Affordable senior housing celebrated

WESTFALL TWP. – A ceremonial groundbreaking was held Friday, October 9th, for a 93-unit affordable senior citizen housing complex near Matamoras. The $10 million+ project is expected to help meet a critical housing need in Pike County when the facility opens in about a year.

Jonah Mendelbaum is the developer. His company, MJJ Builders located in Warwick, NY, has built in excess of 2,000 senior apartments in Orange, Sullivan and Ulster counties, New York. Among his projects is Waters Edge in Port Jervis. This is his first project in Pennsylvania.

Once done, it will provide housing for seniors age 55 and over, meeting certain income eligibility requirements as defined by the federal government. He stated that the income levels for 2016 will be released in the spring, and he then will provide the information so that residents will know if they are eligible, and how to apply.

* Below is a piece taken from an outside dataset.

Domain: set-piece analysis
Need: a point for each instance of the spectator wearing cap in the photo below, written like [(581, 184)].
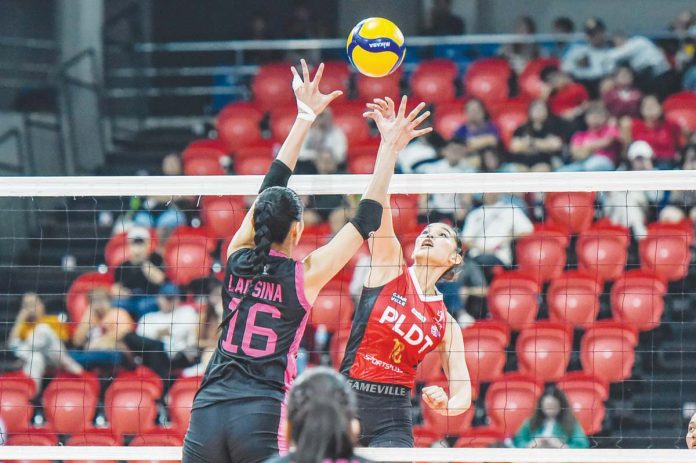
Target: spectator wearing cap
[(566, 98), (585, 61), (631, 209), (138, 279), (167, 339)]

The three-story complex, designed in a right angle, will host a community room and one bedroom apartments, each with a living area, kitchen and bathroom. Each one of them will be handicapped accessible.

Robin LoDolce, Executive Director of the Pike County Area Agency on Aging, told the gathering under the tent that for years her Office had heard that the beautiful, rural landscapes in Pike County draw people here, but a big drawback for seniors is lack of access to services.

The project is being built on a flat parcel off Route 6/209 along the Delaware River, at the end of Hulst Drive, Westfall Township, between Hampton Inn and Paddlers Point, behind K-Mart. In close proximity is an abundance of stores, restaurants, a theater and other services that make up a community from churches to doctor offices, from Milford to Matamoras. Ahead of them is the spectacular view of the Westfall Township ridge line, and behind them, the Delaware.

Commissioner Matthew Osterberg added later that aside from services, what is making this project happen is the fact that Westfall’s commercial district has central sewer and water. This is a big reason why the project is not being built in more remote areas of Pike.

It all started with a phone call. Aware of the critical need for senior housing, and knowledgeable of Mendelbaum’s projects in New York State, one day Osterberg telephoned him “to see what would happen,” he said.

Osterberg said this was an “important day” in Pike County. “To me it’s so important that we keep our seniors close; everybody needs to age in place. It’s not fair that as people age in our community they need to move to another locations. They don’t want to do that. They want to stay near their families and their friends. And that’s what we are here today to do.”